Synthesis of magnetic nanoflower immobilized lipase and its continuous catalytic application

Abstract

The enzyme–inorganic hybrid nanoflowers have attracted wide attention due to their high surface area, enhanced enzymatic activity, and excellent stability for enzyme immobilization. However, difficulties of separation limit their application in the field of food processing. In this work, novel magnetic lipase–Cu₃(PO₄)₂ nanoflowers (lipase@MNFs) were successfully synthesized by the coprecipitation method. The lipase@MNFs are composed of a flower_-like copper phosphate skeleton and magnetic ferroferric oxide core with lipase as the coupling agent.

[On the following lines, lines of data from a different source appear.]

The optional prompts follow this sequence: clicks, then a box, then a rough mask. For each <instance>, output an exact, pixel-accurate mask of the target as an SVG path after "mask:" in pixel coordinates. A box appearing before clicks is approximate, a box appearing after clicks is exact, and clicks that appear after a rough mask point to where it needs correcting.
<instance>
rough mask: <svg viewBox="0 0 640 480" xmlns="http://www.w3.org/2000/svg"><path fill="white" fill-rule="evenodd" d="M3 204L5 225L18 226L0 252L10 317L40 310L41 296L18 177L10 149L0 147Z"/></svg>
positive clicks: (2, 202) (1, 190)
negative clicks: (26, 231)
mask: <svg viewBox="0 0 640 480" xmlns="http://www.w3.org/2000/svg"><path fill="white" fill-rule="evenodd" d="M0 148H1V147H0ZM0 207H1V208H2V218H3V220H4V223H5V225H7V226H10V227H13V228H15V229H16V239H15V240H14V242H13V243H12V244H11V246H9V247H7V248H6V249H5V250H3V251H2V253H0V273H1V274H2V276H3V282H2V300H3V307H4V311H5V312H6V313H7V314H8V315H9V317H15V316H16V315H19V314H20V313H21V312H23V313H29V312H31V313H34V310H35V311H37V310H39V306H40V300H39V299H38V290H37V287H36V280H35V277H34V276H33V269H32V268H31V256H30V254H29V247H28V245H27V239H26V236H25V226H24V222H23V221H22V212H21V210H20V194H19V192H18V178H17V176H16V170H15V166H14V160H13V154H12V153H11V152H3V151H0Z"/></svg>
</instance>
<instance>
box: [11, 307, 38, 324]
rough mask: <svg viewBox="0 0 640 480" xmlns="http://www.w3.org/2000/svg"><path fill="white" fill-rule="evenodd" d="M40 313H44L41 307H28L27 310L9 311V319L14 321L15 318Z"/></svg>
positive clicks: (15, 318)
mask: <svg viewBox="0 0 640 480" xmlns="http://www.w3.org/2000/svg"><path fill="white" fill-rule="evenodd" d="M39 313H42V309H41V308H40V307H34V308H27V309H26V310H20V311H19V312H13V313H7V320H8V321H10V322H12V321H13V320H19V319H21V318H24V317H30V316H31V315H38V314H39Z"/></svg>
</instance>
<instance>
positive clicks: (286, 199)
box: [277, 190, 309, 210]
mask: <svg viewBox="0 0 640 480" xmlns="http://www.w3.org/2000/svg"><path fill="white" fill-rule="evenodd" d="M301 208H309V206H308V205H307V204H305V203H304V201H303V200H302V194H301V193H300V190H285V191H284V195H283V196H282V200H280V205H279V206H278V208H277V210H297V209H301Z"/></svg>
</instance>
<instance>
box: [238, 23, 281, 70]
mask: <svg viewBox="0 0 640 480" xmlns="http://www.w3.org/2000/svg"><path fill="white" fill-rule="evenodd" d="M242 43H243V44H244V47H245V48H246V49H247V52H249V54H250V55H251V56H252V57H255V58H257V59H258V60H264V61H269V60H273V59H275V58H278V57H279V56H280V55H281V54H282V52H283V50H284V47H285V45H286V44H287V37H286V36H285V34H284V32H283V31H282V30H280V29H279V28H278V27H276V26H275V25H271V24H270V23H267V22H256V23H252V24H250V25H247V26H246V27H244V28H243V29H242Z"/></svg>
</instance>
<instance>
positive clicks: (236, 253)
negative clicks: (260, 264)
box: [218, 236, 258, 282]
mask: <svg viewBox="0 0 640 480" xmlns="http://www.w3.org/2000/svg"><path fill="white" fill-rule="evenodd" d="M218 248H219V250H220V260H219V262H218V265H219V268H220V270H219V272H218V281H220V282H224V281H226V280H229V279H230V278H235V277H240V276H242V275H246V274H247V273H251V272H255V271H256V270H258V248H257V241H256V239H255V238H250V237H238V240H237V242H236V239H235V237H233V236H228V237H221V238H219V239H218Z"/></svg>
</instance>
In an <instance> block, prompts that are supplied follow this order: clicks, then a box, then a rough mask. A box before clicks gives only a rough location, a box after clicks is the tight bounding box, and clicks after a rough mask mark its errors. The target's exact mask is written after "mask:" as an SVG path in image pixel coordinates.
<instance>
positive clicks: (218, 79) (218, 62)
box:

The magnetic nanoflowers can be separated quickly from the reaction system under an external magnetic field. Compared with free lipase (∼84.00 U g⁻¹), the lipase@MNFs exhibited higher enzymatic activity (92.63 U g⁻¹, at 37 °C and pH 7.4) and better thermal and pH stability (at 60 °C and pH 10.0). In addition, the magnetic nanoflowers have been applied in the solvent-free biosynthesis of benzyl acetate through benzyl alcohol and vinyl acetate. These results suggest that the design of magnetic nanoflowers opens up a new way to improve the catalytic activity and stability of lipase, and simplify the enzyme separation. The magnetic nanoflowers have potential applications in various enzymatic industrial processes.